LANDES, Ruth. 2002. A Cidade das Mulheres. Rio de Janeiro: Editora da UFRJ. 352 pp.

A experiência etnográfica, incluindo as pesquisas de campo e os tradicionais "diários de campo" – onde os antropólogos registram suas primeiras sensações a partir dos encontros com os "nativos" e com o mundo do diferente e do "exótico" –, tem sido analisada como lugar privilegiado de construção da alteridade. Entretanto, uma outra dimensão se impõe ao revisitarmos alguns dos relatos etnográficos considerados clássicos: a dimensão do "eu" ou da subjetividade. Chamam a atenção, especialmente, as conexões estreitas desses relatos com o gênero do "diário" – espaço por excelência da memória social e de construção da subjetividade enquanto singularidade, muito próximo do gênero da "autobiografia". Desse ponto de vista, falar do outro é encontrar um lugar para falar de si próprio e para construir a si mesmo enquanto pessoa. O livro A Cidade das Mulheres, de Ruth Landes (1908-1991), agora em sua segunda edição no Brasil, incita a uma análise por esse viés. A trajetória da antropóloga americana – estimulada por seu mestre, Franz Boas, e por sua orientadora, Ruth Benedict –, da Universidade de Columbia para o Rio de Janeiro e a Bahia, pouco antes da Segunda Guerra Mundial, é relatada na primeira pessoa. Suas impressões, sensações, emoções e sentimentos são expostos em uma narrativa em que é privilegiada a idéia do encontro com o outro, do qual ela retira o material para produzir sua obra. O falar de si e o construir a si mesma nessa narrativa tornam-se indissociáveis da produção do texto, na contramão de uma tradição hegemônica nas ciências sociais que bane a primeira pessoa dos relatos científicos e, como assinalou Walter Benjamin, substitui a experiência pela informação e a narrativa pela história. A Cidade das Mulheres, escrito na contramão das tendências científicas vigentes no final da década de 40, significou a revitalização do estilo narrativo, contribuindo também para a construção de um modo de fazer antropologia marcado pela valorização da experiência (a pesquisa de campo), pela sensibilidade para com as questões de gênero e, sobretudo, pela afirmação da singularidade do sujeito no processo de construção do conhecimento.

Ruth Landes chegou ao Brasil em 1938 para realizar uma "pesquisa antropológica sobre a vida dos negros" com o objetivo de completar seu doutorado em antropologia na Universidade de Columbia.
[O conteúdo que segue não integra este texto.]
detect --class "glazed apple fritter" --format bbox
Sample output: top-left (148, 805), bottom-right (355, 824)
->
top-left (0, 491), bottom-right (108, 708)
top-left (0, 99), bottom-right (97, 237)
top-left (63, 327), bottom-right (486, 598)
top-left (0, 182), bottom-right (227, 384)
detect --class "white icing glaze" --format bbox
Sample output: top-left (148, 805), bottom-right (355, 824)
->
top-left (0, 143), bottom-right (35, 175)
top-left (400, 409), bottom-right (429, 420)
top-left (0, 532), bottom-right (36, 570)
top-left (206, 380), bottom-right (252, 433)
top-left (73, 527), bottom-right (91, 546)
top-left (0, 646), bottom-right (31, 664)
Com uma perspectiva comparativa, a antropóloga nova-iorquina pretendia investigar as diferenças entre a situação inter-racial brasileira e a americana: "Ouvíramos contar que a grande população negra [no Brasil] vivia fácil e livremente em meio à população geral e queríamos saber de que forma a situação inter-racial diferia da nossa, nos Estados Unidos. Tratava-se de um projeto que excitava a imaginação de poucas pessoas" (:35). A pesquisa acabou tomando rumo completamente diverso do originalmente pretendido. Após uma breve estada no Rio de Janeiro, a antropóloga embarcou para a Bahia, onde permaneceu por alguns meses. Lá, com o auxílio de Édison Carneiro, Ruth Landes foi aos poucos penetrando o universo da cultura negra. Édison Carneiro, na época com 26 anos, era já um intelectual respeitado, autor de dois livros sobre cultura e religião negra na Bahia, repórter do jornal O Estado da Bahia, integrante, juntamente com Jorge Amado e intelectuais locais, da Academia dos Rebeldes e simpatizante do Partido Comunista. A aproximação entre os dois deu início a uma longa amizade e, como a própria Ruth Landes reconheceu, abriu-lhe as portas da sociedade local, viabilizando sua pesquisa de campo.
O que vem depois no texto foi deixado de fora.